I am building a query to POST articles to the Apple News API and I am getting a WRONG_SIGNATURE response.

Apple instructs you to do the following:

1. Create a canonical version of the request as a byte-wise concatenation of the following:

   The HTTP method (for example, GET or POST, in all caps)

   The full URL of the request

   The current date in ISO 8601 format

If the request is a POST request and it includes an entity, include the following:

The value of the Content-Type header

The full content of the entity

2. Decode the API key’s secret from Base64 to raw bytes.

3. Create the hash using HMAC SHA-256 over the canonical request with the decoded API key secret.
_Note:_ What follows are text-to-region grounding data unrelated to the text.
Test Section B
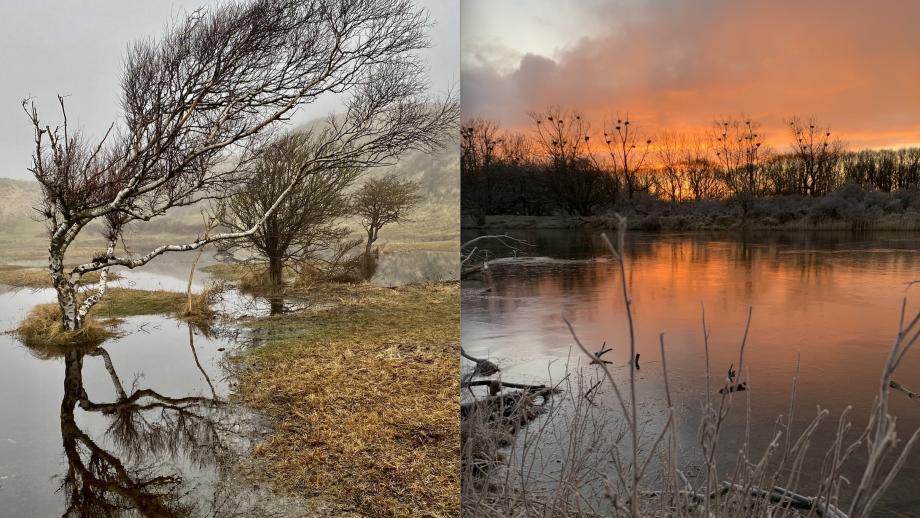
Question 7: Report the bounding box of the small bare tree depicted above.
[24,0,457,332]
[711,116,768,215]
[787,115,845,196]
[352,174,422,260]
[218,131,360,290]
[603,114,652,199]
[530,107,605,216]
[683,136,723,200]
[655,132,686,202]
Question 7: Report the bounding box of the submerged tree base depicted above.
[177,286,220,322]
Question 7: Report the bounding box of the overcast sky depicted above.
[462,0,920,151]
[0,0,458,180]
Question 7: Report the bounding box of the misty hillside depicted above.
[0,179,41,224]
[364,147,459,201]
[0,147,458,241]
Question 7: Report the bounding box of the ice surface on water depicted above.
[461,230,920,515]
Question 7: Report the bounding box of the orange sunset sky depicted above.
[461,0,920,151]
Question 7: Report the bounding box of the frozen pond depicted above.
[462,229,920,516]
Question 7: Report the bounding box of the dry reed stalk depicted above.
[461,217,920,518]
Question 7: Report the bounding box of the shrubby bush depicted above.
[611,184,920,231]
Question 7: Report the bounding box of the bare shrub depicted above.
[218,131,362,291]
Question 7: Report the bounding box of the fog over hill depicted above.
[366,146,459,200]
[0,178,40,224]
[0,146,458,232]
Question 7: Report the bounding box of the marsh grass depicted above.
[0,264,118,288]
[14,303,116,349]
[177,286,220,321]
[14,287,194,350]
[462,217,920,518]
[234,282,460,516]
[92,288,187,318]
[204,256,370,293]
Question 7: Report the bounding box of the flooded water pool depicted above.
[0,247,454,516]
[371,250,458,286]
[461,229,920,515]
[0,252,290,516]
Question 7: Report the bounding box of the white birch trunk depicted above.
[49,247,79,330]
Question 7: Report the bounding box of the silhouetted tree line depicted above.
[462,109,920,219]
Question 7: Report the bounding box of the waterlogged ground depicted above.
[461,229,920,516]
[0,248,456,516]
[0,269,295,516]
[371,250,458,285]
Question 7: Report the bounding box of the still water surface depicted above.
[461,230,920,515]
[0,248,454,516]
[0,266,283,517]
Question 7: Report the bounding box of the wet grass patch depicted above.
[235,281,460,517]
[14,303,116,349]
[13,288,192,349]
[92,288,187,318]
[0,265,117,288]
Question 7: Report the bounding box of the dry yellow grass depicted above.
[177,286,219,321]
[0,265,118,288]
[236,282,460,517]
[14,288,190,351]
[14,303,115,350]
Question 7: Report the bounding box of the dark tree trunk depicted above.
[268,254,284,290]
[362,227,379,280]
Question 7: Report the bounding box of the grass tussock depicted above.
[0,265,118,288]
[14,303,115,350]
[236,282,460,517]
[92,288,187,318]
[14,287,194,350]
[177,286,219,321]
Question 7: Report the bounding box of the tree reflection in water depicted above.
[54,323,262,517]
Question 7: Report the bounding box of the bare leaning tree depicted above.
[24,0,458,333]
[352,174,422,259]
[218,131,361,291]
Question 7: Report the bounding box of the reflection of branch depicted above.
[89,347,128,400]
[80,388,219,413]
[62,423,187,516]
[890,380,920,400]
[60,346,232,516]
[189,324,218,399]
[60,350,190,516]
[461,234,530,272]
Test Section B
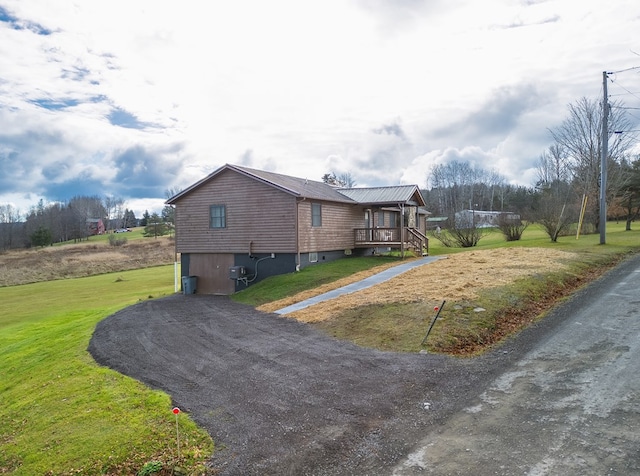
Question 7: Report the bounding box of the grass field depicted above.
[0,266,212,475]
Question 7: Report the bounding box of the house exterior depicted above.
[166,164,429,295]
[87,218,105,235]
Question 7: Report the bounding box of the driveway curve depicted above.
[88,253,640,475]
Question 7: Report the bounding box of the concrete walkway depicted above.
[274,255,445,315]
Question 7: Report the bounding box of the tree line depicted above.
[0,195,163,250]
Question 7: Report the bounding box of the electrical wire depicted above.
[609,65,640,74]
[608,77,640,103]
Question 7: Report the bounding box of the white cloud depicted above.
[0,0,639,218]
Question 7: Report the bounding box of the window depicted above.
[309,252,318,263]
[311,203,322,227]
[210,205,226,228]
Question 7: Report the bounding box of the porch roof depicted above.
[337,185,426,207]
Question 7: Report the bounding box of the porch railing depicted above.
[354,227,428,255]
[354,227,400,243]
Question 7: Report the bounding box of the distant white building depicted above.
[454,210,520,228]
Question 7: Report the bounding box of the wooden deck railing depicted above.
[354,227,400,243]
[353,227,428,255]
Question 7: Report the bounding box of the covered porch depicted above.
[338,185,431,256]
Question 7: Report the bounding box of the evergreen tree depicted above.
[140,210,151,227]
[143,213,169,238]
[31,226,52,247]
[123,209,137,228]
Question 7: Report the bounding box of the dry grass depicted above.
[0,237,176,287]
[267,248,577,323]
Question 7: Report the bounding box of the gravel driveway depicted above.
[88,253,640,475]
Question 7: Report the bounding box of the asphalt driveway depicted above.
[88,253,640,475]
[88,295,501,475]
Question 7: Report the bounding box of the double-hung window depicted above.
[210,205,226,228]
[311,203,322,227]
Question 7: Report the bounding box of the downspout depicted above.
[296,198,303,271]
[400,202,405,259]
[173,205,179,293]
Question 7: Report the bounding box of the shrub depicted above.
[108,234,128,247]
[497,215,529,242]
[432,226,486,248]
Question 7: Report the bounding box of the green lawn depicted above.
[0,266,212,475]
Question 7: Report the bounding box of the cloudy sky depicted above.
[1,0,639,217]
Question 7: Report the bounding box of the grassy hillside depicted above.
[0,266,213,475]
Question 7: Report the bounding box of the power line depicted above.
[609,65,640,74]
[607,76,640,102]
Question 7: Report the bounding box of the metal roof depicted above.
[337,185,426,206]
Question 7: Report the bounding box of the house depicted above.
[166,164,430,295]
[87,218,105,235]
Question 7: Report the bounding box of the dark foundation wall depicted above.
[232,249,367,293]
[181,250,369,295]
[232,253,297,293]
[297,249,366,269]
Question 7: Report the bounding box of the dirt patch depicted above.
[260,248,577,323]
[0,237,175,287]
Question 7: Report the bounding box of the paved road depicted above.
[393,253,640,475]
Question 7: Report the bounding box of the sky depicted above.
[1,0,639,218]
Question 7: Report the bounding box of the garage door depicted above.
[189,253,235,295]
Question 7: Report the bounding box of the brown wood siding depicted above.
[174,169,297,254]
[297,200,363,252]
[189,253,234,294]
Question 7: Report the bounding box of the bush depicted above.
[432,226,486,248]
[497,215,528,242]
[108,234,128,247]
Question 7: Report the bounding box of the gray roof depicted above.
[167,164,426,207]
[231,165,355,203]
[337,185,425,206]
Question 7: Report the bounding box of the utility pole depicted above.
[600,71,609,245]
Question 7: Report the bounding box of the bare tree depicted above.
[549,96,634,231]
[163,187,182,226]
[533,181,579,242]
[337,172,357,188]
[66,196,107,241]
[0,204,23,250]
[322,172,357,188]
[536,144,571,186]
[427,161,508,217]
[103,196,125,231]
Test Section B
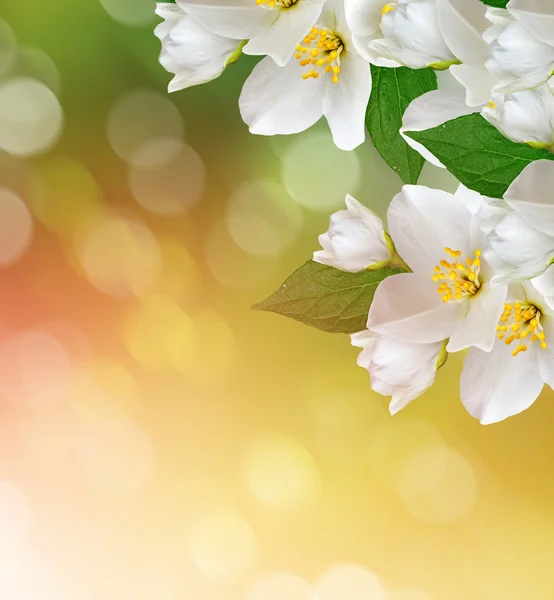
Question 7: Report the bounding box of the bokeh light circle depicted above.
[242,433,320,510]
[368,419,445,490]
[245,572,315,600]
[315,564,387,600]
[99,0,157,26]
[186,507,259,581]
[0,329,72,409]
[0,77,63,156]
[107,89,184,165]
[396,445,478,522]
[77,215,162,297]
[0,482,32,555]
[390,589,434,600]
[281,131,361,211]
[129,139,206,216]
[76,417,156,495]
[225,179,303,258]
[0,188,33,266]
[0,18,17,78]
[11,46,61,94]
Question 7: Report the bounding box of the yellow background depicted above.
[0,1,553,598]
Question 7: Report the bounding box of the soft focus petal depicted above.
[387,185,472,275]
[401,87,480,167]
[243,1,324,66]
[447,282,507,352]
[322,51,372,151]
[350,330,379,370]
[504,160,554,237]
[367,273,463,344]
[461,341,544,424]
[344,0,384,37]
[239,56,324,136]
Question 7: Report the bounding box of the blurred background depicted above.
[0,1,554,598]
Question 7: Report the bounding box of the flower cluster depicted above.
[155,0,554,152]
[316,159,554,424]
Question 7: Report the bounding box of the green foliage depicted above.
[479,0,508,7]
[406,113,554,198]
[366,65,437,184]
[253,260,406,334]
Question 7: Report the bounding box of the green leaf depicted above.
[253,260,406,334]
[406,113,554,198]
[479,0,508,7]
[366,65,437,185]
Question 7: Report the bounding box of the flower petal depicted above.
[322,51,372,151]
[178,0,270,39]
[243,1,324,67]
[538,313,554,388]
[509,0,554,47]
[401,87,480,167]
[490,211,554,280]
[344,0,385,38]
[239,56,324,136]
[436,0,489,65]
[367,272,463,344]
[461,341,544,424]
[449,63,497,107]
[504,160,554,237]
[447,282,507,352]
[387,184,472,275]
[314,195,390,271]
[531,264,554,310]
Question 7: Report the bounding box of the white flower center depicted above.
[255,0,298,9]
[432,247,482,303]
[497,301,548,356]
[295,27,344,83]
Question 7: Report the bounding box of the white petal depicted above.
[449,64,497,107]
[531,265,554,310]
[387,185,472,275]
[313,195,390,271]
[436,0,489,65]
[538,314,554,388]
[367,272,464,344]
[454,184,484,215]
[401,87,480,167]
[168,60,227,91]
[509,0,554,47]
[178,0,270,39]
[350,330,379,370]
[322,51,372,151]
[344,0,385,38]
[504,160,554,237]
[461,341,544,424]
[243,1,324,67]
[490,211,554,278]
[239,56,324,136]
[447,282,507,352]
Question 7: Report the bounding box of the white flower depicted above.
[239,0,372,151]
[482,79,554,149]
[155,3,244,92]
[484,2,554,94]
[487,160,554,288]
[345,0,486,71]
[180,0,326,67]
[401,80,554,167]
[367,184,507,352]
[313,195,394,272]
[461,279,554,424]
[351,330,447,415]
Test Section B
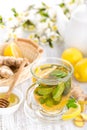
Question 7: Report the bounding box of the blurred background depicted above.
[0,0,83,16]
[0,0,84,57]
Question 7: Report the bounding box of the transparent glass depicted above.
[24,57,73,123]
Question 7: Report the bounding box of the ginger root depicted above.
[0,65,14,78]
[71,83,87,112]
[71,84,87,101]
[0,56,29,79]
[0,56,29,68]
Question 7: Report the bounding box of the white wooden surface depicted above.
[0,43,87,130]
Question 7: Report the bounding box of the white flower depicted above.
[50,32,58,41]
[40,36,47,43]
[28,33,35,39]
[33,38,39,44]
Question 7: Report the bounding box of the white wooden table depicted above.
[0,43,87,130]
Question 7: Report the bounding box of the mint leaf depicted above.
[66,98,78,109]
[39,97,45,104]
[50,70,67,78]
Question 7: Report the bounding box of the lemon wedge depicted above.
[4,42,23,58]
[62,103,81,120]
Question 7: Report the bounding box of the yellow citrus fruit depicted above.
[4,43,23,58]
[62,103,81,120]
[61,48,83,66]
[74,58,87,82]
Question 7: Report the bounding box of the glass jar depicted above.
[24,57,73,123]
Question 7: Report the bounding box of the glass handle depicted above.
[26,83,36,100]
[26,82,40,111]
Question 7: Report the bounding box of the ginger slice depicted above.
[73,115,85,127]
[81,113,87,121]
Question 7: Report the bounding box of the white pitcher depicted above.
[56,0,87,56]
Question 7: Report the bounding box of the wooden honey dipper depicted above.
[0,58,28,108]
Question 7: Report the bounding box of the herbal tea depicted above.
[34,64,71,112]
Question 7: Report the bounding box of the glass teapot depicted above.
[56,0,87,56]
[24,57,73,123]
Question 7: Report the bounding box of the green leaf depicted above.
[64,8,70,15]
[39,97,45,104]
[40,18,47,22]
[23,20,35,26]
[66,98,78,109]
[37,87,54,96]
[47,38,53,48]
[22,20,35,29]
[45,97,54,107]
[0,16,4,25]
[0,16,3,23]
[52,83,65,99]
[63,79,71,95]
[37,6,49,18]
[59,3,65,8]
[11,8,18,17]
[42,2,47,7]
[50,70,67,78]
[70,0,76,4]
[39,11,49,18]
[38,8,46,12]
[56,30,60,35]
[27,5,35,10]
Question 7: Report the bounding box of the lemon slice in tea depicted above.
[62,103,81,120]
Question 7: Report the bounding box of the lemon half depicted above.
[4,42,23,58]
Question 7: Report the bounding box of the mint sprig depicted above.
[66,98,78,109]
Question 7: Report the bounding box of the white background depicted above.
[0,0,69,16]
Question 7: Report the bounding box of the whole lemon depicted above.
[62,48,83,66]
[74,58,87,82]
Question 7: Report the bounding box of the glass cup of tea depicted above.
[25,57,73,123]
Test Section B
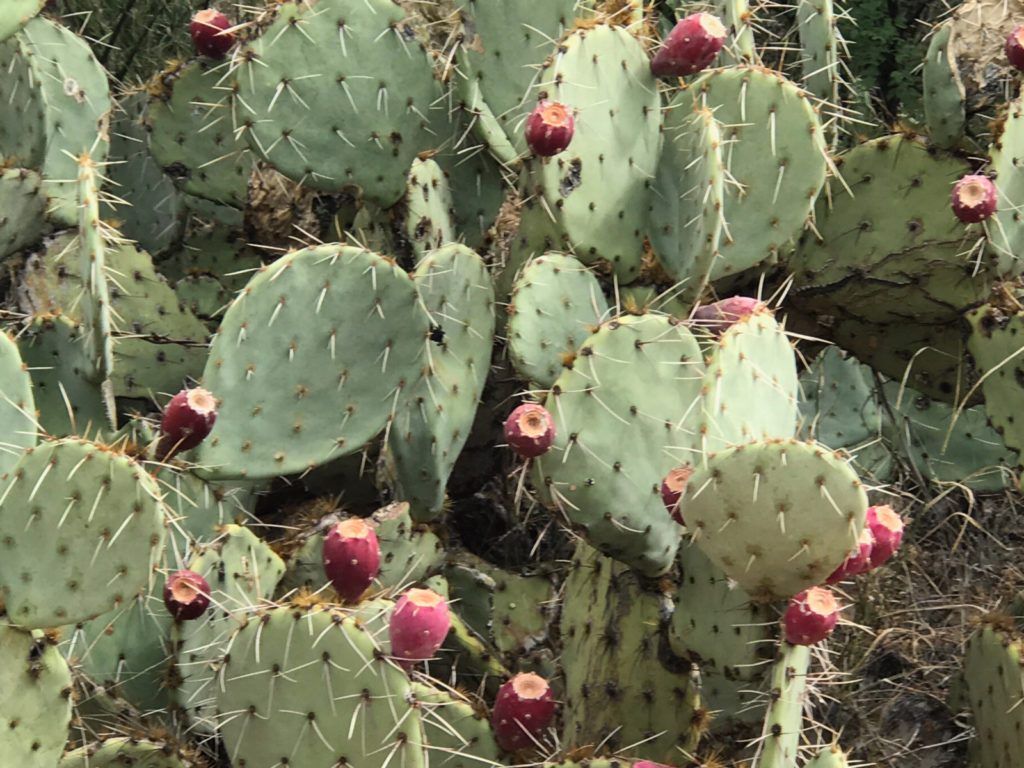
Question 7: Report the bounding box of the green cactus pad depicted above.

4. Encode the hash with Base64.

5. Set the Authorization header as:

   Authorization: HHMAC; key=; signature=; date= where is the date string from step 1.

6. Send the request.

Here is my code that is returning the WRONG_SIGNATURE result (API credentials have been changed)

//set the timezone
date_default_timezone_set('UTC');

//get json to be sent
$data = file_get_contents('http://www.broadwayworld.com/articleapple.cfm?colid=195', true);

//set variables
$http_method = 'POST';
$date = gmdate('Y-m-d\TH:i:s\Z');
$key = '62a75411-dd-4c3b-9d9-c7053760';
$url = 'https://news-api.apple.com/channels/485ae91a-2212-4276-9d07-82da7/articles';
$secret = base64_decode('9w9sElVs4UVGxMkGxCWOOWHJknKiNWa6tA=');

//cannonical request
$canonical_request = $url . $http_method  . $date;

//Signature
$api_signature = base64_encode(hash_hmac('sha256', $canonical_request, $secret));

//curl options
$ch = curl_init();
curl_setopt($ch, CURLOPT_POSTFIELDS, $data);  
curl_setopt($ch, CURLOPT_RETURNTRANSFER, true);
curl_setopt($ch, CURLOPT_URL, $url);
$headers = array();
$headers[] = "Authorization: HHMAC; key={$key}; signature={$api_signature}; date={$date}";
$headers[] = 'Content-Type: multipart/form-data';
curl_setopt($ch, CURLOPT_HTTPHEADER, $headers);

//get result
$server_output = curl_exec ($ch);
curl_close ($ch);
print  $server_output ;

Answer 1

I was having the same issue, try removing the line:

$headers[] = 'Content-Type: multipart/form-data'; 

and check if that solves your problem!

Answer 2

Tom, one thing you need to change in the hash_hmac is to add the true param to output raw. I found this by examining some Wordpress plugins that post to Apple News. I made this change in my code, which is essentially the same as yours, but I am still getting the WRONG_SIGNATURE too. $hash = hash_hmac('sha256', $canonical_request, $secret_key, true); So there is still something wrong, I can't spot it either.

Answer 3

As it said in documentation

Create a canonical version of the request as a byte-wise concatenation of the following:`

• The HTTP method (for example, GET or POST, in all caps)
• The full URL of the request
• The current date in ISO 8601 format

But in your code it is:

$canonical_request = $url . $http_method  . $date;

Change it to

$canonical_request = $http_method . $url  . $date;

Answer 4

All of your steps are fine and ideally should work. Only check whether you creating the secret key by "GET" method and use "GET" method while posting the data. It works in my case.